Hockanum River Race fun for all, despite rapids and breeze
By Steve Smith - Staff Writer
Vernon/Manchester/East Hartford - posted Mon., Apr. 8, 2013
About 100 boats took part in the 35th running of the Hockanum River Canoe and Kayak race last weekend. Andy McKenzie, who has directed the race for 10 years, said the proceeds from the race benefit the Hockanum River Linear Park Committee, and there are numerous volunteers who make the race possible by clearing downed limbs, helping rescue boats from the rocks and rapids and providing communications and safety personnel.
Bill Balocki, 72, of Newington, was once again the first racer to shove off from CT Golfland in Vernon. Balocki said he keeps coming back to the Hockanum race for a variety of reasons. “It’s fun, it’s got some challenge to it, and there’s a lot of people,” he said. “It’s a cool, local race.”
Balocki, and many other racers, agreed that the most challenging part of the race is the section of rapids, just after the river crosses from Vernon into Manchester. “If you can get through that, it’s a big ‘Thank God,’” he said, adding that he planned to approach the rapids by staying to the right. “It will be more spectacular, whether I make it or if I screw it up,” he said.
McKenzie gave advice for getting through the rapids. “If you’re stuck, and there’s nobody there to help you, get out of the boat,” he said. “Don’t just sit there and wait until somebody plows into you.”
Manny Barreira, of Newington, didn’t get hit by anyone, but got flipped over on the rapids. “I almost lost my boat,” he said. “I got too close to the wall, and held onto a tree. The boat just took off from me.”
Pete Bradley and Aaron Granato, from Bolton, had trouble with their canoe. “Our boat was completely underwater, and up against a rock wall,” Bradley said.
“There was only 6 feet to get by us and there were a good dozen people who had to get by us,” Granato said.
“We went down on the right-hand side of the rapids,” said Eric Jones, of Granby, who was racing for the third time with daughter Phoebe, 7, as his partner. “She’s great on the corners,” Jones said. “She helps me keep the boat straight, and it makes it a lot easier.

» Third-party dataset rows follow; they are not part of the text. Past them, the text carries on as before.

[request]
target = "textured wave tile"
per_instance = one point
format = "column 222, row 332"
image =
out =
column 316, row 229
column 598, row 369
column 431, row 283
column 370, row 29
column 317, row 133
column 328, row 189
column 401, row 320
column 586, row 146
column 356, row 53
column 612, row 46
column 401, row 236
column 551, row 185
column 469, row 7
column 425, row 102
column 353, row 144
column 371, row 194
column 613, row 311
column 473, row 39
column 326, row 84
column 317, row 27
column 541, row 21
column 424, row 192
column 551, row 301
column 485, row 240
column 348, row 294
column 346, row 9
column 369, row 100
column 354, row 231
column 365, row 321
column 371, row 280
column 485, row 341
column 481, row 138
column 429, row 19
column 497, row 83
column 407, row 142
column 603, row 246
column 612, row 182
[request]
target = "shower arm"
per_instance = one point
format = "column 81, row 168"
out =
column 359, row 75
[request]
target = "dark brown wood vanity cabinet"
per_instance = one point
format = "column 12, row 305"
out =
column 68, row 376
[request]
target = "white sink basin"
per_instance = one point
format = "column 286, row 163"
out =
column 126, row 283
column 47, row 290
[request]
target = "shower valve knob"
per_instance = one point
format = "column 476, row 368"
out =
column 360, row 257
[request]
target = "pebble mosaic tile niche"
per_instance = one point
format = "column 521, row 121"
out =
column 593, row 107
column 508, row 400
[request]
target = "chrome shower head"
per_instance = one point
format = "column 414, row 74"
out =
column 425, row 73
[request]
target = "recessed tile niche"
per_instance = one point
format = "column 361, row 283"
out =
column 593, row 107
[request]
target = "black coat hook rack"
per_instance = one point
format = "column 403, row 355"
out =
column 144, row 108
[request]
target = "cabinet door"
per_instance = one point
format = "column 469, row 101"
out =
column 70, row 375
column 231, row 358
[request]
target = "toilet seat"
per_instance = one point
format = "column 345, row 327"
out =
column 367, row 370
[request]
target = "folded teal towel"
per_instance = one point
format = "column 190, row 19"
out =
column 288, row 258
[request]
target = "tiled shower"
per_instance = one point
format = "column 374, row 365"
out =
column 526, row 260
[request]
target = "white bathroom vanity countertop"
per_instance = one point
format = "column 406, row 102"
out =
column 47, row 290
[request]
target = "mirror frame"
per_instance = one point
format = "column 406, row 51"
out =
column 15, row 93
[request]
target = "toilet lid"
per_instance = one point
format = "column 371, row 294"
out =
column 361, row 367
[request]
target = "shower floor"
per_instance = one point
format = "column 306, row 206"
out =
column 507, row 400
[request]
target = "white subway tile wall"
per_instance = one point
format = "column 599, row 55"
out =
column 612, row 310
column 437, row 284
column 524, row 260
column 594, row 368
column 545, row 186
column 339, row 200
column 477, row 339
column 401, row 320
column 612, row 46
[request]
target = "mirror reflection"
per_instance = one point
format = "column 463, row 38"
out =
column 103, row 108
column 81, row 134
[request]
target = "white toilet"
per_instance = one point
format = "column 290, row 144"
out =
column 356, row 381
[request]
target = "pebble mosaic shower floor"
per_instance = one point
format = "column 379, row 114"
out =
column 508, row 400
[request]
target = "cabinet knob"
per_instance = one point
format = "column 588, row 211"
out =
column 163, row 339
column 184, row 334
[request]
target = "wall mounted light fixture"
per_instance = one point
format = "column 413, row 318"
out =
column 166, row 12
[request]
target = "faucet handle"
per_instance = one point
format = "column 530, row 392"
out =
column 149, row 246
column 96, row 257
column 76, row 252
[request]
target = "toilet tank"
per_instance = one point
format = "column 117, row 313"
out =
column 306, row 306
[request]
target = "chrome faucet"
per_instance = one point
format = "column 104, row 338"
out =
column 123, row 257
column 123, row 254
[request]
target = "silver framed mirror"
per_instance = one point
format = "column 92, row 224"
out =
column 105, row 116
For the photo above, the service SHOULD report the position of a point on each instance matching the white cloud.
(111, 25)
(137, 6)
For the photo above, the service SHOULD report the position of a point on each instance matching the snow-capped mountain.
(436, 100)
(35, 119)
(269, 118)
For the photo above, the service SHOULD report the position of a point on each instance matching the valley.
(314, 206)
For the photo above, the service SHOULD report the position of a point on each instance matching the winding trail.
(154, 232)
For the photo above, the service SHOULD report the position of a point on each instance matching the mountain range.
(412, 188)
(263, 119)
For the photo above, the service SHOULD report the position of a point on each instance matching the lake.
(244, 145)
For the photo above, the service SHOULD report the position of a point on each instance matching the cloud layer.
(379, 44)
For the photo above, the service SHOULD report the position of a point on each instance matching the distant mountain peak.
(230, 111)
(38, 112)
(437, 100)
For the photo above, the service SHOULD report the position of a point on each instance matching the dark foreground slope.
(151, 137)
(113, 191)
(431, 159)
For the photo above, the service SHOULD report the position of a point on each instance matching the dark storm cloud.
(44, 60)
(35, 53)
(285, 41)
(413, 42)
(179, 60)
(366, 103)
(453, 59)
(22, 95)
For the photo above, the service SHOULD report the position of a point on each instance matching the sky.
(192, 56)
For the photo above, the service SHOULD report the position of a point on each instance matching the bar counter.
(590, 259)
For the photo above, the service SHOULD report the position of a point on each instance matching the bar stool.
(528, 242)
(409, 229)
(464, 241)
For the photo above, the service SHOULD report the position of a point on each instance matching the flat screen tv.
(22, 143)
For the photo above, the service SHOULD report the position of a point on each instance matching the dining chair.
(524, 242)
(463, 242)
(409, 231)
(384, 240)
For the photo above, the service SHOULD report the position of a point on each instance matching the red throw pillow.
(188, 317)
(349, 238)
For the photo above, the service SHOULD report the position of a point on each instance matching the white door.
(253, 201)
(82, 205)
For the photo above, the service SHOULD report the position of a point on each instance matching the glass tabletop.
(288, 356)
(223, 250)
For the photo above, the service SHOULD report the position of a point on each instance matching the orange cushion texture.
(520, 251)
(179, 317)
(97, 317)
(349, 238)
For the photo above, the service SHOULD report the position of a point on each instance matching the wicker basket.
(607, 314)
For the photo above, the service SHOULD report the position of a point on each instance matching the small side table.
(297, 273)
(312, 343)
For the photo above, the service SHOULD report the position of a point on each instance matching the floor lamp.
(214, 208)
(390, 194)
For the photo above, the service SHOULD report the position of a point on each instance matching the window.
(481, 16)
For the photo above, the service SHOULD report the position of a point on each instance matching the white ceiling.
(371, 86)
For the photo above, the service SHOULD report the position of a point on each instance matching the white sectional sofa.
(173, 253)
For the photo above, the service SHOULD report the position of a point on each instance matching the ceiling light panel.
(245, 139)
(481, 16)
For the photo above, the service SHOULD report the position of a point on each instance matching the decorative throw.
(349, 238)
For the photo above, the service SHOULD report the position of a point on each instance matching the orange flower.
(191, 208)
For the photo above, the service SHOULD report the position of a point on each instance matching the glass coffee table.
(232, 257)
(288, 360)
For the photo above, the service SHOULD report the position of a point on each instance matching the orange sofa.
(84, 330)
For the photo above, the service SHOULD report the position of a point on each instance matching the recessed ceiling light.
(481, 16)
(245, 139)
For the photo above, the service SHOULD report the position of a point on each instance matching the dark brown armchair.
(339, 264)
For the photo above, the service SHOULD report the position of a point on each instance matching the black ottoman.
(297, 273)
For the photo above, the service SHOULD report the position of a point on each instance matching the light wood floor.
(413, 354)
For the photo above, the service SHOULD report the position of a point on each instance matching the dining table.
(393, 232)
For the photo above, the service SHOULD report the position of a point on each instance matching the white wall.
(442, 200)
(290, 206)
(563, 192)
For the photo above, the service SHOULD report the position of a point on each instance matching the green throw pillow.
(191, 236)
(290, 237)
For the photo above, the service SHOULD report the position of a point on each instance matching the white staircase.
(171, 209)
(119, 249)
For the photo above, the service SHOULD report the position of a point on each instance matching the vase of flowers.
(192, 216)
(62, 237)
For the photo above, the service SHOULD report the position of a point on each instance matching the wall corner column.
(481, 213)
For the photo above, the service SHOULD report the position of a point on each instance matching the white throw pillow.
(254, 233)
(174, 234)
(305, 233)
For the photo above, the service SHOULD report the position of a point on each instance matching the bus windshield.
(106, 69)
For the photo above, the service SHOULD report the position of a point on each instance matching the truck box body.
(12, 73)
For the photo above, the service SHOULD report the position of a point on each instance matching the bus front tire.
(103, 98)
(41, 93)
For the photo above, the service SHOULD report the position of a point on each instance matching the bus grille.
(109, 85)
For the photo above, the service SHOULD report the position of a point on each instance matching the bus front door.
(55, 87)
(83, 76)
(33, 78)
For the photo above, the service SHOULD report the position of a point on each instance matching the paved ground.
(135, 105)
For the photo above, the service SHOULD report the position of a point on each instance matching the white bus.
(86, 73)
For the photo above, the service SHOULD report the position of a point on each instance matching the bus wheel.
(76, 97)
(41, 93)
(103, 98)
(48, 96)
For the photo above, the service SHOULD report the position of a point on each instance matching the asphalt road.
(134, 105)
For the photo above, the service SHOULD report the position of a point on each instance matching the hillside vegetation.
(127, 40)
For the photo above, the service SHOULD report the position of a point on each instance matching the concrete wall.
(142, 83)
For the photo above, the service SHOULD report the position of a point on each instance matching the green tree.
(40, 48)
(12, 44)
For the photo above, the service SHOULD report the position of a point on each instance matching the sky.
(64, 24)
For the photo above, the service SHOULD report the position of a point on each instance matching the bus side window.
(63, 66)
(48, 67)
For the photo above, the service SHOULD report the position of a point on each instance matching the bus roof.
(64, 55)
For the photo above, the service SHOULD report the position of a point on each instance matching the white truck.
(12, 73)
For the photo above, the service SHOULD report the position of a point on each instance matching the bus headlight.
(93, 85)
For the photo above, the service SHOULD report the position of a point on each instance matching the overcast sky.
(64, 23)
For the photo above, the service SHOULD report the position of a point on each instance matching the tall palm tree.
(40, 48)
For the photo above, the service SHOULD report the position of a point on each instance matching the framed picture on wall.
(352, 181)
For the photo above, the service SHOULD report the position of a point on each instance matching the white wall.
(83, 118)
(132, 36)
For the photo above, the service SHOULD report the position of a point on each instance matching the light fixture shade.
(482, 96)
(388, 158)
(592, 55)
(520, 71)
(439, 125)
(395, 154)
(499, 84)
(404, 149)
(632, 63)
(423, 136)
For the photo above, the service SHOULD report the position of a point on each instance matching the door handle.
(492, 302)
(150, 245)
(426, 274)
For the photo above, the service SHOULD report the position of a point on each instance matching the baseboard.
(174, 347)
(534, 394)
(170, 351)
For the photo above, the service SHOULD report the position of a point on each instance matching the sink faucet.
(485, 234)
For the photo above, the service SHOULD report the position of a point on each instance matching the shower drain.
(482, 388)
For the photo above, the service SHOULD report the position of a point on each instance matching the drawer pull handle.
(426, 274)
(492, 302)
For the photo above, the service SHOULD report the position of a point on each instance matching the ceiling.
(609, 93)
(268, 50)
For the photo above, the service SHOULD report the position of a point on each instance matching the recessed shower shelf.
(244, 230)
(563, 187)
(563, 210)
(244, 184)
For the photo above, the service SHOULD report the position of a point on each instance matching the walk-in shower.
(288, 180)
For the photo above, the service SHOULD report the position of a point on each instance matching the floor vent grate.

Even easier than going solo.”
Paddling across the mostly-still waters of Union Pond was another challenging part of the 6-mile race, especially this year, when race day happened to bring a strong head wind.
“The lake was awful,” Jones said.
“That wind was brutal,” said Kristy Baker, of Middletown.
After finishing the race safely at the finish line in East Hartford, Kelsie Lappen, of Bolton, who was part of a two-man team with her father Michael, said she enjoyed her first race. “It was a good time and a good experience,” she said. “We made it through and didn’t dump, which was our main goal.”